Central venous line blood sampling for coagulation tests in hemodialysis patients

The presence of an indwelling central venous line (CVL) predisposes pediatric patients to thrombosis [1], especially those on long-term total parenteral nutrition [2], cancer patients, and those undergoing hemodialysis [3]. Oral anticoagulants such as warfarin are often used to prevent or treat CVL-related thrombosis. Because of the unpredictability of the anticoagulation effects of warfarin, especially in the presence of other medications, careful and frequent monitoring of coagulation is essential. The heparin used to flush CVLs, even if present in a minute amount, can cause a significant prolongation of coagulation screening tests. We describe a simple way of obtaining blood specimens, consistently free of heparin contamination, through a CVL on patients undergoing hemodialysis. All the procedures are performed on a sterile field set up around the patients CVL with the nurse masked and wearing sterile gloves. The initial 3 ml of blood from the CVL is discarded; 10 ml of non-heparinized normal saline is flushed in through the CVL; 30 ml of blood is drawn through the CVL into a clean sterile syringe without the addition of heparin. Specimens of blood are then collected through the CVL for coagulation tests.

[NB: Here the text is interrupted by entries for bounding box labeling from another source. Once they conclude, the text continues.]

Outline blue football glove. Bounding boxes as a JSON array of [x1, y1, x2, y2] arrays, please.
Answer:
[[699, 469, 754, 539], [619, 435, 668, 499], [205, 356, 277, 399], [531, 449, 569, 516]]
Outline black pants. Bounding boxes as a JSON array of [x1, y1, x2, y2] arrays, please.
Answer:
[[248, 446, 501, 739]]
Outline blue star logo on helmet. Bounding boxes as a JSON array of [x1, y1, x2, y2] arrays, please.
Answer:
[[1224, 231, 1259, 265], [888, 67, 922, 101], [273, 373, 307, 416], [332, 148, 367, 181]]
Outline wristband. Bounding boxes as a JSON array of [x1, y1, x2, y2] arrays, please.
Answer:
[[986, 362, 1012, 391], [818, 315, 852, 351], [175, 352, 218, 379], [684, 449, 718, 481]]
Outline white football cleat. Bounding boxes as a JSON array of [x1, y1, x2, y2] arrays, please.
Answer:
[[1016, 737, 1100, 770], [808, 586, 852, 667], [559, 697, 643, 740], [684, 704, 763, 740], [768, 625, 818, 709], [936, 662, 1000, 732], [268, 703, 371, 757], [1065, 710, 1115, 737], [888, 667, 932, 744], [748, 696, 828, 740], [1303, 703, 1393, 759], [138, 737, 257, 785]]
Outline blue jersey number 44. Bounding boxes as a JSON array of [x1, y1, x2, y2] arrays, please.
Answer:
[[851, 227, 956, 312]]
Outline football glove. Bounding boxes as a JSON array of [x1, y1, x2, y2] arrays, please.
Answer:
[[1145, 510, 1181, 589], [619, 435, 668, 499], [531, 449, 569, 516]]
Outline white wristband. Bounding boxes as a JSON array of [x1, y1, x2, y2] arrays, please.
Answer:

The 30 ml of blood in the syringe is then re-infused back through the CVL. The maximum duration that the non-heparinized blood is left in the syringe is seldom more than 30 s. We never had problems with blood clotting or infections with this method. The additional steps of flushing the CVL with non-heparinized normal saline and the subsequent withdrawal of 30 ml of blood before blood sampling almost eliminate any problem with heparin contamination. The reinfusion of the withdrawn blood under aseptic conditions significantly decreases the blood loss in these patients. With this technique, there was no heparin contamination in 27 of 30 blood samples and minor contamination in 3 (activated partial thromboplastin time less than twice normal). We describe here a simple yet consistent way of obtaining blood specimens from CVL without heparin contamination from patients undergoing hemodialysis. With the increased realization of the risk of CVL-related thrombosis in hemodialysis patients, more patients are anticipated to be on oral anticoagulants. Our method of blood sampling would greatly facilitate this procedure and enhances the reliability of the samples obtained.